Guardrails (why this can't quietly go wrong)
- Noise margin — require
Δ ≥ 2 on the averaged score; a +1 is sampling
noise, and the ratchet would otherwise lock in lucky renders.
- Mechanical gates are the floor — any green→red on
verify.py /
visual-audit.mjs is an automatic revert, no matter the critic score. The
mechanical checks are far harder to game than the LLM critics; weight them.
- Anti-gaming audit — for each critic axis, name the laziest score-raising
fake (e.g. "more decorative SVGs → higher craft", "more sections → higher
composition") and confirm a mechanical counter-check exists (orphan-figure,
text-desert, hollow-card…). If a proposed rule's gain comes from the lazy
move, reject it.
- The SPIN bound — the system can never get better than the evaluator can
discriminate. So when progress stalls, the higher-leverage move is improving
the evaluator (human-gated), not torturing the generator.

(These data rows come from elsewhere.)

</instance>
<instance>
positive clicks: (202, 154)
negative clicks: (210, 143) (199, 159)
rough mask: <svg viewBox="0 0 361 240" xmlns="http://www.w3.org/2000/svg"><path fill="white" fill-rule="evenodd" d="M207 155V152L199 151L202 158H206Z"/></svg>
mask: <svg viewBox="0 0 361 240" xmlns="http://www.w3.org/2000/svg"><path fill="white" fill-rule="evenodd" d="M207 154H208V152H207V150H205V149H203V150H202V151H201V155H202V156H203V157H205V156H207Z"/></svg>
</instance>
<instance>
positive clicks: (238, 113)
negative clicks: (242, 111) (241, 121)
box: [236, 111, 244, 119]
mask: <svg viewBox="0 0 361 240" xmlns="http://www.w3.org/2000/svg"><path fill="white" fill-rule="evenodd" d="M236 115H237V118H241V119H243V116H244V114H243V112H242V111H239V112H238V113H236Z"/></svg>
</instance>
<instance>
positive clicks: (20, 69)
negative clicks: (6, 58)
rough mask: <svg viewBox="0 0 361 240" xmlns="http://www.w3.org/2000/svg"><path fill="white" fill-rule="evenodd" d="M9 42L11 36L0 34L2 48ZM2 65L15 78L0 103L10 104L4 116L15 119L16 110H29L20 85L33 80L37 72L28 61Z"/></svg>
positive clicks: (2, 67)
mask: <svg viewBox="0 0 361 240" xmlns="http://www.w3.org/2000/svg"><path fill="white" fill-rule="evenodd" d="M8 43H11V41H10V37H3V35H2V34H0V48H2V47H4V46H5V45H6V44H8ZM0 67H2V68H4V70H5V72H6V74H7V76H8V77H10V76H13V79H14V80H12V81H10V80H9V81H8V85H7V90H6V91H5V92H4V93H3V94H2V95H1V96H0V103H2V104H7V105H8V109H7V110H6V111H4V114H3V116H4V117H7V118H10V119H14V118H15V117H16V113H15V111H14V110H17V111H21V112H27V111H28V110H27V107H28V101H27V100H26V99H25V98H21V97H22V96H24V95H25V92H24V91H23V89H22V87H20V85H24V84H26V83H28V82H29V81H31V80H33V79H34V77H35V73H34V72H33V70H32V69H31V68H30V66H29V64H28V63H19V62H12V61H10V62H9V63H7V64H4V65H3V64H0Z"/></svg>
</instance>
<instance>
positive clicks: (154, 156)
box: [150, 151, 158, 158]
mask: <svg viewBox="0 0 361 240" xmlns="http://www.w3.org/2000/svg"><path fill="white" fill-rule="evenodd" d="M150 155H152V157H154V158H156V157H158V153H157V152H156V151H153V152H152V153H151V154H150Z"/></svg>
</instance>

- Human-in-the-loop stays load-bearing for two things only: editing the
evaluator/rubric, and exploratory rewrites of a whole skill/canonical. Per-rule
edits that pass all gates + the regression check + the margin may auto-keep.
- Stop conditions —
--max-rounds reached; plateau with no human-approved
rewrite; or a regression the loop can't resolve in one revert → escalate to a
human with the ledger frontier and the score trajectory.
Tools
~/.claude/skills/design-review/dr-cli --evolve — prints this loop's entry checklist + current
ledger frontier (orientation before a run).
evolve-ledger.mjs — append-only experiment log; --frontier shows the
running-best curve, keep-rate, and biggest gains (autoresearch's progress.png
as text). Lives at skills/design-review/evolution/ledger.tsv.
evolve-rules.mjs — rule registry + EvolveR success score s=(catches+1)/(fires+2);
--report flags prune candidates, --lint finds dead/duplicate rules.
regression-gate.mjs — --baseline / --check the held-out canonicals
(mechanical evaluator only — deterministic, so a regression is a real signal).
- The frozen evaluator it scores against:
~/.claude/skills/design-review/dr-cli (verify.py +
visual-audit.mjs) and --multi-critic (the 4 weighted specialist critics).
When NOT to use
- A single page needs to be good now → use
/design-loop, not this.
- Fewer than ~3 real critic verdicts exist for the
S×P you want to optimize →
there's nothing to diagnose yet; ship pages first.
- You want to change what "good" means (new gate, new rubric axis) → that's an
evaluator change: do it by hand, then re-baseline. Never let the loop do it.